The White House tax plan threatens to explode the national debt and, as a result, impede economic growth.
Although no official economic estimate of either plan is yet available, it is clear that the White House proposal threatens to explode the national debt and, as a result, impede economic growth. The Better Way plan is both more promising and more responsible than the White House’s outline. Still, the Ryan-Brady proposal would likely increase the national debt, disrupt global trade, harm some American companies and benefit others, cause financial problems abroad by dramatically raising the value of the U.S. dollar, and lead to pervasive and costly uncertainty. In the end, the Better Way plan is too disruptive and too risky for the United States to adopt. Nonetheless, it points tax reformers in the right direction.
THE TWO PLANS
Congressional Republicans and the White House have a similar vision of individual income tax reform. Their plans would reduce the number of tax brackets from seven to three and lower the top rate. Both plans would repeal the estate tax, the alternative minimum tax, and the tax on investment income imposed by Obamacare. And both plans would expand the standard deduction. These reforms would increase the national debt by $3–$4 trillion over the next ten years. For comparison, the nation’s entire debt stood at about $6 trillion before President George W. Bush’s unfunded tax cuts of 2001 and 2003 and the wars in Afghanistan and Iraq took their financial toll.

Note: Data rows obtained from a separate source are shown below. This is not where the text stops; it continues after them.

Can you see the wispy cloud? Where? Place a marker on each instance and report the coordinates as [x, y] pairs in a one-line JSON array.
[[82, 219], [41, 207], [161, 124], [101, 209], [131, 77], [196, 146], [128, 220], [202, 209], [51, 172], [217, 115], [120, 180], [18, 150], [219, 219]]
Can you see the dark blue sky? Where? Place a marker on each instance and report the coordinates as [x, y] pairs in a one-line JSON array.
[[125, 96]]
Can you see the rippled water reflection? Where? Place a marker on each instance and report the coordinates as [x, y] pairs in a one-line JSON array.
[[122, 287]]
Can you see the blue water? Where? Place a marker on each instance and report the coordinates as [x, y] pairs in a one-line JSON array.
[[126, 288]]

Ryan and Brady propose to make up most of the lost revenue by eliminating all personal exemptions, deductions, and credits, except those for mortgage interest and charitable giving. The White House outline refers to repealing “targeted tax breaks that mainly benefit the wealthiest taxpayers” but does not specify which ones. In April, Treasury Secretary Steven Mnuchin said that one of these tax breaks would be the deduction for state and local taxes. Although the wealthy do benefit from that deduction, so do millions of middle-class voters. It remains to be seen whether President Donald Trump will accept the political cost of upsetting them. The same is true of taking away the personal exemptions that Ryan and Brady want to repeal.

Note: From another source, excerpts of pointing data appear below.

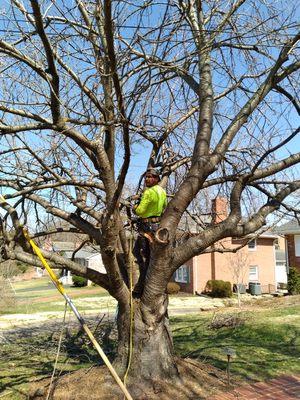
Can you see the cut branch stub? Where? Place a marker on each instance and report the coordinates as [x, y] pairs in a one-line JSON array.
[[162, 236]]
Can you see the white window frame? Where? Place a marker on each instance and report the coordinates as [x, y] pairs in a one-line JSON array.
[[253, 277], [182, 274], [297, 245], [252, 248]]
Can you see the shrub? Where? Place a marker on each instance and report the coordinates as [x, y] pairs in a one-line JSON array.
[[79, 281], [293, 281], [173, 288], [218, 288]]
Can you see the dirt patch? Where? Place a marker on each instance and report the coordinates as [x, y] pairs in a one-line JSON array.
[[197, 381]]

At first, the two plans appear similar on the business side as well. Both reduce the tax rate for corporations and partnerships, and both exempt from taxation income that U.S. firms earn from foreign operations. But these similarities are misleading. The White House plan offers a historically large tax cut for all businesses, from GE and Goldman Sachs to hedge fund managers, doctors, lawyers, and other high-earning professionals. The Ryan-Brady plan offers an even more dramatic change: it would replace the current tax on corporate income with a consumption tax.

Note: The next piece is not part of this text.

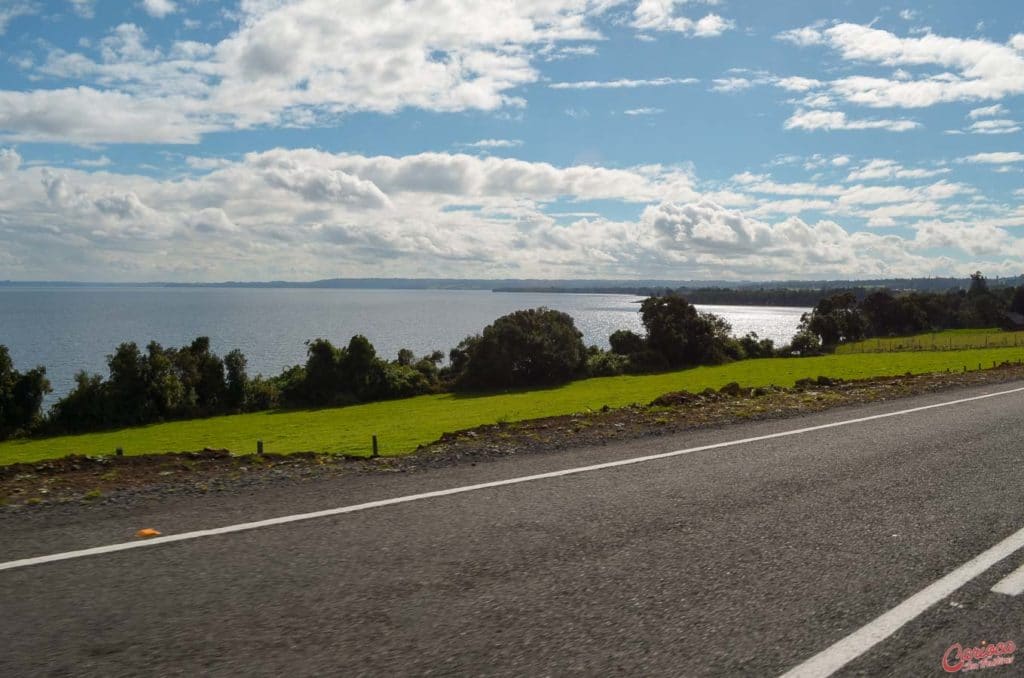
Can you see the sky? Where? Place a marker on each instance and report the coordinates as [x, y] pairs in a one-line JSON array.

The rate cuts in both business tax reforms would result in lost revenue. Two nonpartisan think tanks—the Urban-Brookings Tax Policy Center and the Committee for a Responsible Federal Budget—have estimated that without offsetting measures, either proposal would add another $3–$4 trillion to the nation’s debt by 2027, in addition to the $3–$4 trillion in debt from the tax cuts on the individual side.
Mnuchin and other administration officials insist that much of the lost revenue will be made up by economic growth. This is a fantasy. The conservative Tax Foundation, which tends to project optimistic growth resulting from lower taxes, has concluded that the growth rate needed to pay for the White House’s corporate tax cut alone is twice as high as the foundation can justify. Moreover, a major spike in the nation’s debt would impede growth. As the debt skyrocketed, the government would be forced to spend an increasing share of its budget on interest payments. Businesses would have a harder time financing new projects once interest rates started to rise, as they inevitably would. This is not a pretty picture for any responsible policymaker, and especially for fiscal conservatives in the Republican congressional caucus.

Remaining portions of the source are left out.